It’s the Most Wonderful Time of the Year!
December 3, 2008
If you can’t tell, I’m in the Christmas spirit. I always get this way after we start decorating the house for Christmas which is what we did yesterday. It’s a tradition every year that we go out to a local tree farm, pick out our tree, and come home and decorate it. We went with some friends yesterday and had them over for lunch afterwards. When deciding what I wanted to make for lunch, I knew I wanted it to be something warm that I could do in the crock pot so we could eat as soon as we got back. I’ve already made a few pots of chili this year and beef stew so I started looking around for other soup ideas and came across this recipe. It sounded simple enough so I thought I’d give it a shot. I think it turned out pretty good. I sure didn’t get any complaints from anyone!
Chicken Tortilla Soup-with my alterations
(I doubled the following amounts-original recipe serves 4)

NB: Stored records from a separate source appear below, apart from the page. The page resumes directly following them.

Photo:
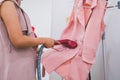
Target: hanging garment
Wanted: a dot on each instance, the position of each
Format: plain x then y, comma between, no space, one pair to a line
86,27
17,64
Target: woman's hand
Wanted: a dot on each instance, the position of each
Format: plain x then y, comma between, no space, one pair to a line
48,42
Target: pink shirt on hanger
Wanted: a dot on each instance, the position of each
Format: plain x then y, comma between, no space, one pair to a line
86,27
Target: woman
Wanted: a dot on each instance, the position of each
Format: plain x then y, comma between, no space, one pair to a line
17,43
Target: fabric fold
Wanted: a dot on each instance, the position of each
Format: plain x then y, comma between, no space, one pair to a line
86,28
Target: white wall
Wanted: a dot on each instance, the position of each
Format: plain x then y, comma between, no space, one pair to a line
49,18
39,12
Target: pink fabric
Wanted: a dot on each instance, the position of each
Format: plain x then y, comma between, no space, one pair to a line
16,64
75,64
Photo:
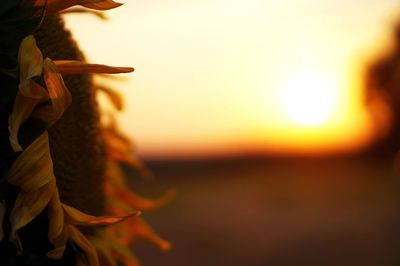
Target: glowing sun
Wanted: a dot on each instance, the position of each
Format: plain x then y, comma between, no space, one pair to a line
308,99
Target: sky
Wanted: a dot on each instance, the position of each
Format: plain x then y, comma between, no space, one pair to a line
218,77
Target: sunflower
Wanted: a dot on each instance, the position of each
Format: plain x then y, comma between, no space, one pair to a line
64,200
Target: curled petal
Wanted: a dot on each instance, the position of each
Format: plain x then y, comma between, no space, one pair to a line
76,217
22,109
67,67
30,60
33,168
57,234
58,93
27,206
78,10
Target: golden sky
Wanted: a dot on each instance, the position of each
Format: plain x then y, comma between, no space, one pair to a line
216,76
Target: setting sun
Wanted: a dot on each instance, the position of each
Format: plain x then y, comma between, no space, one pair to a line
308,99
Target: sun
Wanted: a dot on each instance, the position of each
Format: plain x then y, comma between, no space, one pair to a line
308,99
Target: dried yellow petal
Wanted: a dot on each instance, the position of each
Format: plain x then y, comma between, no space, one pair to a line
57,92
54,6
30,61
76,217
67,67
2,213
22,109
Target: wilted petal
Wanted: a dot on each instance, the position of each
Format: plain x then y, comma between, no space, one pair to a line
28,206
54,6
67,67
33,168
76,217
58,93
22,109
30,61
56,234
2,213
60,243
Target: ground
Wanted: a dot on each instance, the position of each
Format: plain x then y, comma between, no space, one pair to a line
342,211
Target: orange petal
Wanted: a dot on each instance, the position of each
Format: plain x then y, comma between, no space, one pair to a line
67,67
22,109
56,234
89,256
28,206
58,93
76,217
33,168
30,61
60,243
54,6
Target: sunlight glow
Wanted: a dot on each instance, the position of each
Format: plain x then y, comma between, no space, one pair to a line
308,99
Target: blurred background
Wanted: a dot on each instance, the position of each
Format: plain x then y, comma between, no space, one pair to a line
277,122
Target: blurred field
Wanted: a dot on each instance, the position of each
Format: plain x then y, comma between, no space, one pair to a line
275,212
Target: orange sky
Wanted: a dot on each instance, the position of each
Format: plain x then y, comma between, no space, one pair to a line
210,75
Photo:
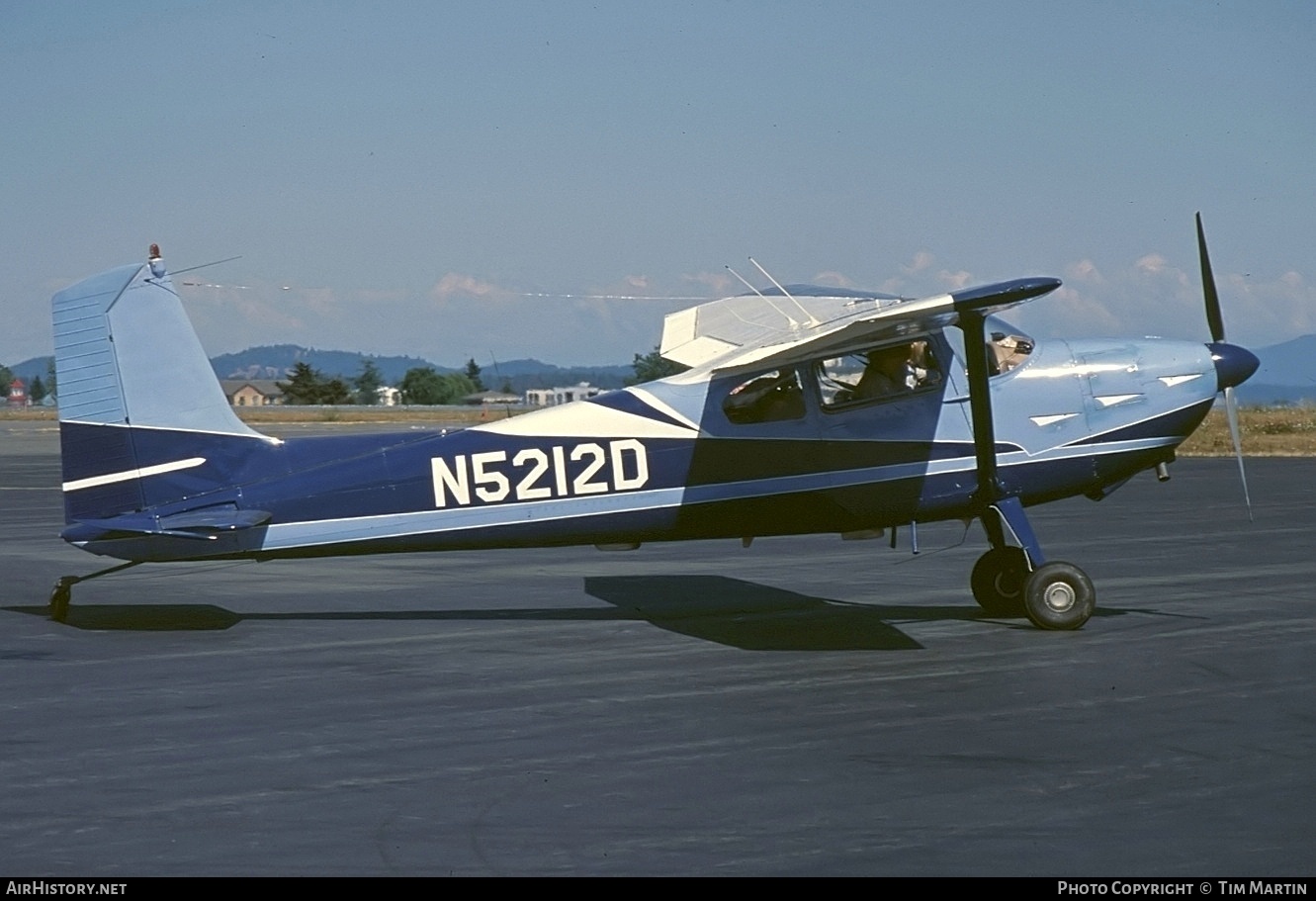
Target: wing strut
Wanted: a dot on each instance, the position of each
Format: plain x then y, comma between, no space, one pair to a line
999,512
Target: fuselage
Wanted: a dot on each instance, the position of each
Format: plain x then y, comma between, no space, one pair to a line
676,459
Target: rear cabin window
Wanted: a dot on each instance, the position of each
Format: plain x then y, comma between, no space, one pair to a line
881,373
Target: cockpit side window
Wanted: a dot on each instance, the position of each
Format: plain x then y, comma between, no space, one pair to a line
766,398
1006,350
1007,346
885,372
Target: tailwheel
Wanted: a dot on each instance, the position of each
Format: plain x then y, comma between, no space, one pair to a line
1058,595
998,582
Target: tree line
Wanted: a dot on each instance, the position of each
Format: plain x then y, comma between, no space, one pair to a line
421,385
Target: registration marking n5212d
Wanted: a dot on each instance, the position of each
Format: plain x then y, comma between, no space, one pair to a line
539,473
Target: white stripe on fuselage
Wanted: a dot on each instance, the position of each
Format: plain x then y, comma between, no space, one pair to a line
130,475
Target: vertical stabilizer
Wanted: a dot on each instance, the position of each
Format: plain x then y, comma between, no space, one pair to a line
137,396
127,354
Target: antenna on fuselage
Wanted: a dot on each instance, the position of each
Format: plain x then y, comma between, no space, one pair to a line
787,294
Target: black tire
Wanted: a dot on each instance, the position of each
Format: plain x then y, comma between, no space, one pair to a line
998,582
1058,595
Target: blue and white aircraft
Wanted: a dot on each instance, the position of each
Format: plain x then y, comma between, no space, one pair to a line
804,409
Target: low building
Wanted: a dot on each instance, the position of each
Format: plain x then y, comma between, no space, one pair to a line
19,394
495,398
560,396
251,392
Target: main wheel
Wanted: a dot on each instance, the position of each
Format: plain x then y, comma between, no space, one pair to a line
998,582
1058,595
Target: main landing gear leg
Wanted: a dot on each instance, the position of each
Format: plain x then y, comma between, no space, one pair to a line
1014,579
63,590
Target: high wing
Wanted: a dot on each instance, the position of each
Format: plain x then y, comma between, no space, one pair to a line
780,326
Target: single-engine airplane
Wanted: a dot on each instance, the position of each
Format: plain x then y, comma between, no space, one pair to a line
804,409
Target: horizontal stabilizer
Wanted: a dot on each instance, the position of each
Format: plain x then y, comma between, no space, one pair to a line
776,329
204,523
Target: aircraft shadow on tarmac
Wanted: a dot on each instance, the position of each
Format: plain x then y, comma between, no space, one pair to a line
711,607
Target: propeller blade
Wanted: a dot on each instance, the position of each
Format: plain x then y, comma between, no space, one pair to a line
1208,289
1232,415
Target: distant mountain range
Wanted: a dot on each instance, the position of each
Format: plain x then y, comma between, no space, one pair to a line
275,361
1287,370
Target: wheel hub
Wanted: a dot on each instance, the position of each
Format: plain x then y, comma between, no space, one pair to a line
1060,595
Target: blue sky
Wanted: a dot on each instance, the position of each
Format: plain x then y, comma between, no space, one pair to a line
405,177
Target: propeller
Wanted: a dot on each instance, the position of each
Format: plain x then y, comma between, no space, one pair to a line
1233,364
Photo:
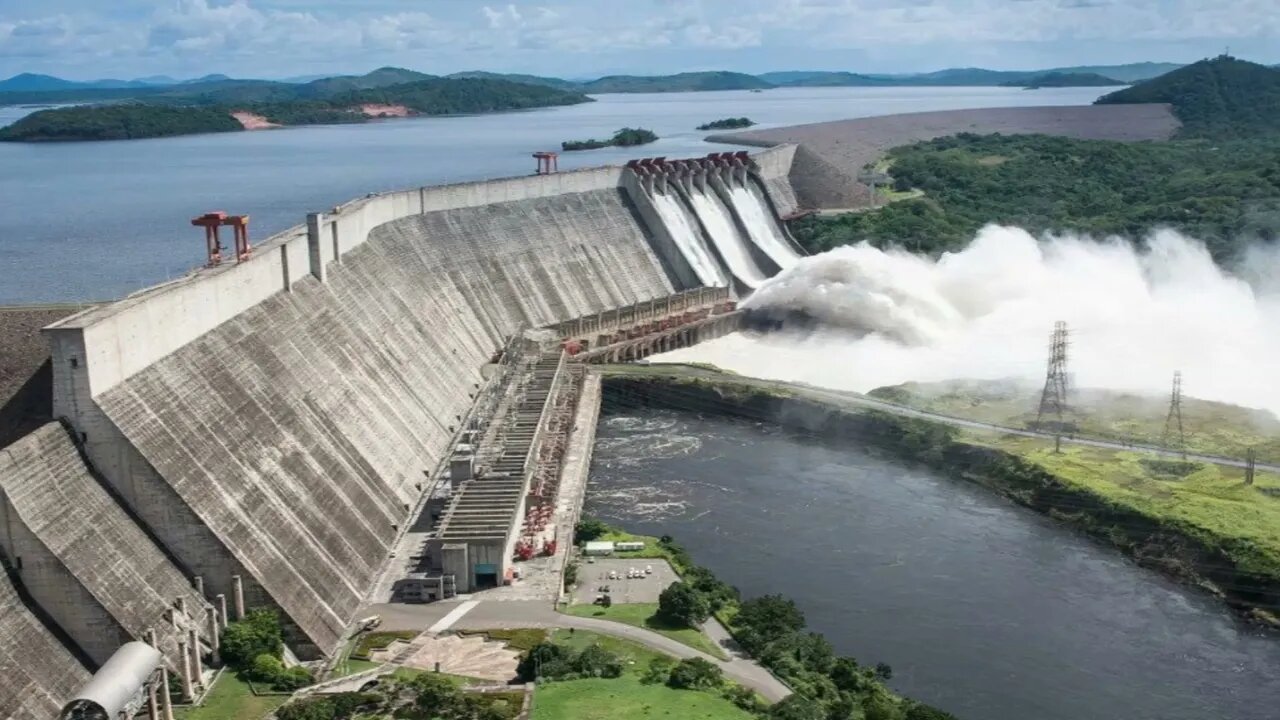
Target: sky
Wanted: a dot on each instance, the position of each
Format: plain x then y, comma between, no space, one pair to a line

- 2 skinless, boneless chicken breasts
- 1/2 teaspoon olive oil
- 1/2 teaspoon minced garlic
- 1/4 teaspoon ground cumin
- 2 (14.5 ounce) cans chicken broth
- 1 cup frozen corn kernels
- 1 cup chopped onion
- 1/2 teaspoon chili powder
- 1 tablespoon lemon juice (I used lime juice)
- 1 cup chunky salsa
- 8 ounces corn tortilla chips
- 1/2 cup shredded Monterey Jack cheese (optional)
- In a large pot over medium heat, saute the chicken in the oil for 5 minutes. Add the garlic and cumin and mix well. Then add the broth, corn, onion, chili powder, lemon juice and salsa. Reduce heat to low and simmer for about 20 to 30 minutes. (I pre-cooked and shredded the chicken and then cooked this in the crockpot on low for 6 hours)
- Break up some tortilla chips into individual bowls and pour soup over chips. Top with the Monterey Jack cheese and a little sour cream.